Таблица 1. Расходы на общественное здравоохранение

Налицо провал реформ, которые привели к сочетанию дефицита ресурсов и их неэффективного использования, падению доступности медицинской помощи, обнищанию медицинских работников и превращению здравоохранения в очаг социальной напряженности. Причина – непонимание разницы политэкономии исходной (советской) модели Семашко и двух других распространенных в мире моделей финансирования общедоступной медицинской помощи населению – социального страхования и так называемой британской бюджетной модели. Их ключевое отличие от модели Семашко – отношение к медицинскому труду и создаваемой врачами добавленной стоимости. Эта новая стоимость восстановленного здоровья и трудоспособности пациентов, трудового долголетия работников, снижения трудопотерь из-за болезней и травм, а также мультипликативного эффекта здравоохранения приведет к созданию новой стоимости в сопряженных с медициной отраслях экономики.

Социальное страхование и британская бюджетная модель признают медицинский труд производительным, оплачивая медицинские услуги по полному тарифу, который рассчитывается как сумма фактической себестоимости (включая амортизационные отчисления за износ основных средств) с добавлением наценки, отражающей созданную новую стоимость.

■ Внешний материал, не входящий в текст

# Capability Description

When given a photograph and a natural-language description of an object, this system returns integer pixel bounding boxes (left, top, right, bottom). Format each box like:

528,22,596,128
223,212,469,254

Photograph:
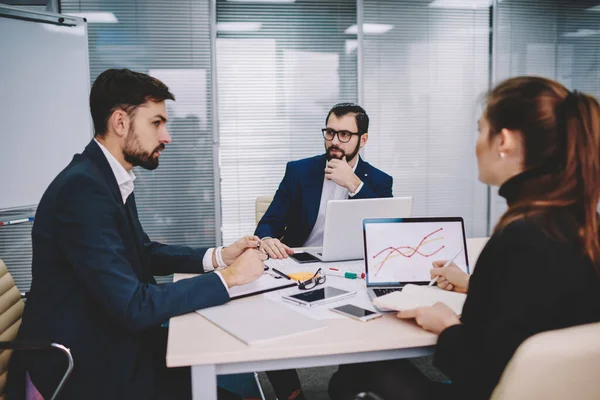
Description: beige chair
0,260,73,400
256,195,274,225
0,260,25,400
491,323,600,400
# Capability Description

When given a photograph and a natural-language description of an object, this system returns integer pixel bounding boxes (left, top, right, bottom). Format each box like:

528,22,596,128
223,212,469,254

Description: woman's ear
360,133,369,148
494,128,521,157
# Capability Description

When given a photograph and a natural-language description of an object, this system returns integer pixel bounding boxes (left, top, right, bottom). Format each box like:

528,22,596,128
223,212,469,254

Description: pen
273,268,292,280
326,268,365,279
427,247,462,286
0,217,35,226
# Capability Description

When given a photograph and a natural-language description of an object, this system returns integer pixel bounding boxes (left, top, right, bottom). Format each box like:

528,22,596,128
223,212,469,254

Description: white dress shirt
304,156,363,247
94,138,229,291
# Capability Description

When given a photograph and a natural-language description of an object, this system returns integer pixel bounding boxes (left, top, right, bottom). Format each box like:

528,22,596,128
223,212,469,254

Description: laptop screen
363,218,469,287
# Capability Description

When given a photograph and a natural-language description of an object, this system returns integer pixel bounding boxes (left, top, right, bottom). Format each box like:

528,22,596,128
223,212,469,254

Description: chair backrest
467,237,490,273
491,323,600,400
0,260,25,400
256,195,274,225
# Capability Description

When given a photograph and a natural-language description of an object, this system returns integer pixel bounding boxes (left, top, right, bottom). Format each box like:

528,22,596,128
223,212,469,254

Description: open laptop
363,217,469,300
310,197,413,262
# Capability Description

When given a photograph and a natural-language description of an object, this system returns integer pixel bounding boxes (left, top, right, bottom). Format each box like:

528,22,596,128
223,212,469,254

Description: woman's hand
396,303,460,335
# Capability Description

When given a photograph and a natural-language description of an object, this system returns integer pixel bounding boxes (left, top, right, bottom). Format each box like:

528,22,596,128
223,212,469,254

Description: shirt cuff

Тем самым становится возможным самофинансирование лечебных учреждений и их расширенное воспроизводство как за счет собственных ресурсов (амортизационных отчислений и формируемой из наценки прибыли), так и внешних источников: кредита и рыночных инвестиций, что определяет платежеспособный спрос на инновации. Поэтому здравоохранение в странах с социальным страхованием и британской бюджетной моделью – мощный производственный сектор экономики.

За счет добавления наценки к себестоимости медицинской помощи прямой вклад здравоохранения в ВВП (без учета его инфраструктурного и мультипликационного эффекта) достигает 9–11% валового внутреннего продукта (ВВП), что примерно в 5 раз больше «оборонки» и в 2 раза выше цифровой экономики. Тем самым здравоохранение развивает всю экономику в целом и получает от ее роста увеличение собственного финансирования.

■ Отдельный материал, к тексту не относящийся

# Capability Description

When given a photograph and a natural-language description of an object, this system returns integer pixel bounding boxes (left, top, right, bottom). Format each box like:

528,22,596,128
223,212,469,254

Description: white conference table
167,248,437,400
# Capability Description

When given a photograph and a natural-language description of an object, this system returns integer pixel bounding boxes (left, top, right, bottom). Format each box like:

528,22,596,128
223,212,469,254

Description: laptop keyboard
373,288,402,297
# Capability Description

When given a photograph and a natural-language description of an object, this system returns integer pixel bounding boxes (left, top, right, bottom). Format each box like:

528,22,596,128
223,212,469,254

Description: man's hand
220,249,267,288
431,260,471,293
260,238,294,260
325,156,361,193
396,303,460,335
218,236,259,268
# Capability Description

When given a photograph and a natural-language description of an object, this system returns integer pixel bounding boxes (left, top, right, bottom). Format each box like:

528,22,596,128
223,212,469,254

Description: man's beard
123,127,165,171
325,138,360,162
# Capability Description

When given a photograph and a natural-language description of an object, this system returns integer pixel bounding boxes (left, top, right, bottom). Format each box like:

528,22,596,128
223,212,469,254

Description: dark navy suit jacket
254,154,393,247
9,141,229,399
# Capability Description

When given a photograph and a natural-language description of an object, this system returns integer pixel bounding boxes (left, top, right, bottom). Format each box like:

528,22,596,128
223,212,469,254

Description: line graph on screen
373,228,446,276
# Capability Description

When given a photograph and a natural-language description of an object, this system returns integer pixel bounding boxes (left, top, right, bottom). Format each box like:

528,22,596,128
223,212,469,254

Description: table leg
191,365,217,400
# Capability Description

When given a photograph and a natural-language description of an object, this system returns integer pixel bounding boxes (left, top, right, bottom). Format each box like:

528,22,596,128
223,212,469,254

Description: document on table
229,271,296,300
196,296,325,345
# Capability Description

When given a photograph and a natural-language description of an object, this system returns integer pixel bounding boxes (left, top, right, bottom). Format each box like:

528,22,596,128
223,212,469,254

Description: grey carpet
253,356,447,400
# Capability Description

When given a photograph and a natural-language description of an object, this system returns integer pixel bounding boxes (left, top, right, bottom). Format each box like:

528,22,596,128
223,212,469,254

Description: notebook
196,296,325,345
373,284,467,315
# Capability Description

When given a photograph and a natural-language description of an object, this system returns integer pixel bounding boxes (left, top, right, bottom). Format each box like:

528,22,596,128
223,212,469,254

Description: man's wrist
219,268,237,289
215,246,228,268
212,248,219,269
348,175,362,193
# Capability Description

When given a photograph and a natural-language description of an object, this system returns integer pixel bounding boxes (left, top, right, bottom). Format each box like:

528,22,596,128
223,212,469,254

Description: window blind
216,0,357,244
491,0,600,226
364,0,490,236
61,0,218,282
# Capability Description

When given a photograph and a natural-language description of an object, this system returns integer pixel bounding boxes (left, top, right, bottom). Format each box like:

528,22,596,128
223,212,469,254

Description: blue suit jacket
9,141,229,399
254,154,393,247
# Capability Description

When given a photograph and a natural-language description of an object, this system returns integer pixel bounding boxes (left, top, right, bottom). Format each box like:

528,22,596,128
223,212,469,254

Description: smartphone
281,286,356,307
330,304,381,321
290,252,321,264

Однако гарантировать населению общедоступность медицинской помощи, оплачивая ее по полному тарифу с наценкой, можно, только консолидировав все ресурсы общества в одном канале по принципу социальной солидарности. Поэтому в странах с социальным страхованием и британской бюджетной моделью нет ведомственных и корпоративных больниц, а основной потребитель добровольного медицинского страхования (ДМС) и платных услуг – физические лица с высоким доходом и иностранцы. Разница лишь в том, что британская модель – институт постиндустриального государства всеобщего благосостояния, который обеспечивает одноканальную консолидацию средств за счет лично уплачиваемых налогов в условиях мощной и прозрачной экономики.

Напротив, социальное страхование – негосударственный институт индустриального общества, который доступен не только богатым, но и бедным странам со слабой экономикой и масштабным теневым сектором. Социальное страхование обеспечивает одноканальную консолидацию «окрашенных» (предназначенных только для оплаты помощи населению) ресурсов за счет социальной солидарности взносов, уплачиваемых каждым членом общества. Работники и работодатели платят взносы солидарно (поровну).

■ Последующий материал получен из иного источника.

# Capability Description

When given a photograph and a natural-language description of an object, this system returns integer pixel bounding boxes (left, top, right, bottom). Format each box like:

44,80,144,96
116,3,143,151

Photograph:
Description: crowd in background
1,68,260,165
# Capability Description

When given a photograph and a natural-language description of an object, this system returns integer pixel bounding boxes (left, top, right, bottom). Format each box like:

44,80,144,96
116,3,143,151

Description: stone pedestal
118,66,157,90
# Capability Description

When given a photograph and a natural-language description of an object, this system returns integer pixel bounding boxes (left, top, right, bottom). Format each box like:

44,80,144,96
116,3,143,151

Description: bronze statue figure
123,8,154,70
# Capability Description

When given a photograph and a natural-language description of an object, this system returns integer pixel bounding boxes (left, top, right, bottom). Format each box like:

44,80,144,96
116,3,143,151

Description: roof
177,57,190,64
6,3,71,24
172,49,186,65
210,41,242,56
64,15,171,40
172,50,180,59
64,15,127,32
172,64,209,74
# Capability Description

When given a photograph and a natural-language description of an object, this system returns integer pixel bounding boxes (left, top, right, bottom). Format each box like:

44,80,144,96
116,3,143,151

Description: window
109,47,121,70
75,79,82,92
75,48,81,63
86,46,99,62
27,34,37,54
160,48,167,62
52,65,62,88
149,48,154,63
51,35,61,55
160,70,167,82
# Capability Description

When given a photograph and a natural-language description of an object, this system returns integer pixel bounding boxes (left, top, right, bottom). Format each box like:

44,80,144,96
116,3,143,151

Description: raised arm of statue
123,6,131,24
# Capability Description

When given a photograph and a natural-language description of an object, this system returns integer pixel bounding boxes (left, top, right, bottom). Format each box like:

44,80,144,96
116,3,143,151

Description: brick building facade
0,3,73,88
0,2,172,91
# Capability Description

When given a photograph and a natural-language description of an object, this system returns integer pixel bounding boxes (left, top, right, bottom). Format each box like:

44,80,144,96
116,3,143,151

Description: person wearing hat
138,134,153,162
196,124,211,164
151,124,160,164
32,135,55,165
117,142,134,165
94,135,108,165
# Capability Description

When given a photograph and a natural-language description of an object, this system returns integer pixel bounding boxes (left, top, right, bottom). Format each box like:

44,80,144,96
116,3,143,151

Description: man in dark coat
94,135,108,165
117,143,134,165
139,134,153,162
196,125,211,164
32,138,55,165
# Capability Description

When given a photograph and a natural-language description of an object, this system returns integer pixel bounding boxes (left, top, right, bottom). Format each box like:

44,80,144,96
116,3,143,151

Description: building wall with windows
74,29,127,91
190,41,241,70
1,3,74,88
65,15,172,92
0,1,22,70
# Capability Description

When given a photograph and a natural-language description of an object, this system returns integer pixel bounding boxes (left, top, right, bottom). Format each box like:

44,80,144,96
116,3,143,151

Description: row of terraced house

Взрослые неработающие и самозанятые солидарно со страхующим их государством платят фиксированный процент от своих пенсий, пособий и заработков. Пациенты вносят соплатежи, солидарные с системой социального страхования – интегрированные с его тарифами на медуслуги и клиническими рекомендациями.

Таким образом, как социальное страхование, так и британская бюджетная модель являются:

а) производительными – оплачивают медицинскую помощь с наценкой;
б) общенациональными (одноканальными), практически безальтернативными для населения;
в) социально солидарными – финансируются налогами или взносами, лично уплачиваемыми каждым членом общества, и обеспечивают равенство медицинских гарантий каждому.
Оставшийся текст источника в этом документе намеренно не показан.